Murray a été reconnu coupable, par un panel de trois juges dirigé par Dorrian, de ce que l’on appelle «l’identification par déduction» – selon laquelle certains faits publiés dans le domaine public, combinés à d’autres faits déjà connus, peuvent permettre de connaître l’identité de plaignants.

Cette question est particulièrement sensible dans les affaires de viol où, en Écosse, l’anonymat repose sur le fait que le témoignage est donné devant un «tribunal fermé» dont sont exclus tous ceux qui ne sont pas des «journalistes de bonne foi».

En revanche, aucune accusation d’outrage n’a été portée contre les journalistes grand public «de bonne foi» dont les reportages sur le procès ont potentiellement permis d’identifier certains des plaignants. Murray a commandé une enquête qui a conclu que huit pour cent de la population écossaise pensait avoir été en mesure d’identifier certains des plaignants. La grande majorité d’entre eux ont indiqué que les médias grand public étaient leur source. Murray insiste sur le fait qu’il n’a identifié personne.

Comme Murray l’a commenté sur son propre blogue, «ce qui a été préjudiciable, c’est la censure grossière de mon journalisme, et la suppression de l’intégralité de mon compte rendu quotidien de l’affaire de la défense...». En conséquence, poursuit-il, «il est à nouveau pratiquement impossible pour quiconque de découvrir POURQUOI Alex Salmond a été acquitté...».

Dans sa déclaration, Dorrian a cherché à replacer l’affaire, et la lourde peine infligée à Murray, dans le contexte de la nécessité générale de l’anonymat dans les cas d’agression sexuelle présumée. Dorrian a noté que «la réticence historique des plaignants à porter plainte, en raison de leur inquiétude quant à la manière dont ils seront traités, est au cœur de la base sur laquelle l’anonymat est accordé».

Murray lui-même a déclaré à plusieurs reprises qu’il défendait l’anonymat des plaignants dans de tels cas. Mais le problème ici, que Murray a mis en évidence à plusieurs reprises – et dont la révélation est la raison de son emprisonnement – est l’utilisation cynique de garanties légitimes d’anonymat comme couverture pour une lutte de factions agressive à motivation politique.

L’emprisonnement de Murray a été condamné au niveau international. Le journaliste et partisan d’Assange John Pilger a déclaré: «En ces temps sombres, la vérité de Craig Murray est un phare. Nous lui devons notre gratitude, et non la parodie de peine de prison qui, comme les poursuites contre Julian Assange, est un avertissement universel.»

Le professeur Noam Chomsky a tweeté: «Craig Murray a fait preuve d’un courage et d’une intégrité remarquables en dénonçant les crimes d’État et en œuvrant pour y mettre fin.
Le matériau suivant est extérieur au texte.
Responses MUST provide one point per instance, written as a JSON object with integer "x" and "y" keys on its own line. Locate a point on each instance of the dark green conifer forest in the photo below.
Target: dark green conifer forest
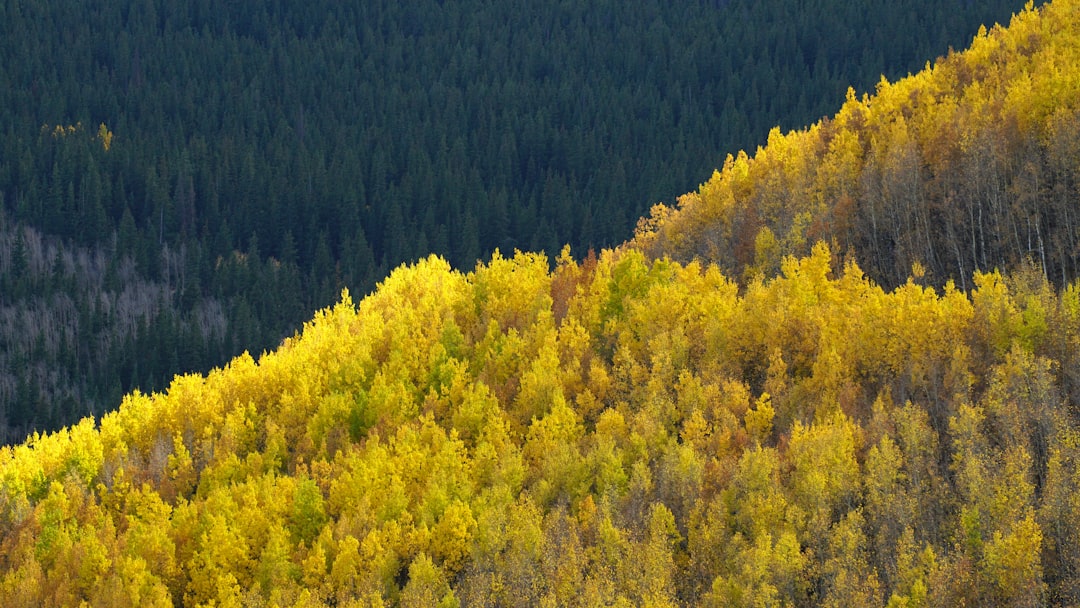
{"x": 181, "y": 181}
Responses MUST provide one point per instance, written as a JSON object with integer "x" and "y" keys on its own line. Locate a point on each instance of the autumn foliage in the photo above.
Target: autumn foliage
{"x": 622, "y": 430}
{"x": 970, "y": 164}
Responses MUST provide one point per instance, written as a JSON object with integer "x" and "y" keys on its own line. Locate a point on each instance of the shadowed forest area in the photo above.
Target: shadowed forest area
{"x": 231, "y": 166}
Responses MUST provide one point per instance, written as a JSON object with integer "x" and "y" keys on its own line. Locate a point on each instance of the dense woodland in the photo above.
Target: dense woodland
{"x": 181, "y": 181}
{"x": 969, "y": 165}
{"x": 616, "y": 432}
{"x": 625, "y": 429}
Il mérite pleinement notre profond respect et notre soutien pour ses réalisations».

Murray a l’intention de porter son affaire devant la Cour suprême du Royaume-Uni en faisant valoir qu’il n’a identifié personne et que son droit de dénoncer les faits a été bafoué par une «application extraordinaire et incroyablement stricte du principe de l’identification par déduction» et que la procédure équitable «n’a pas été respectée».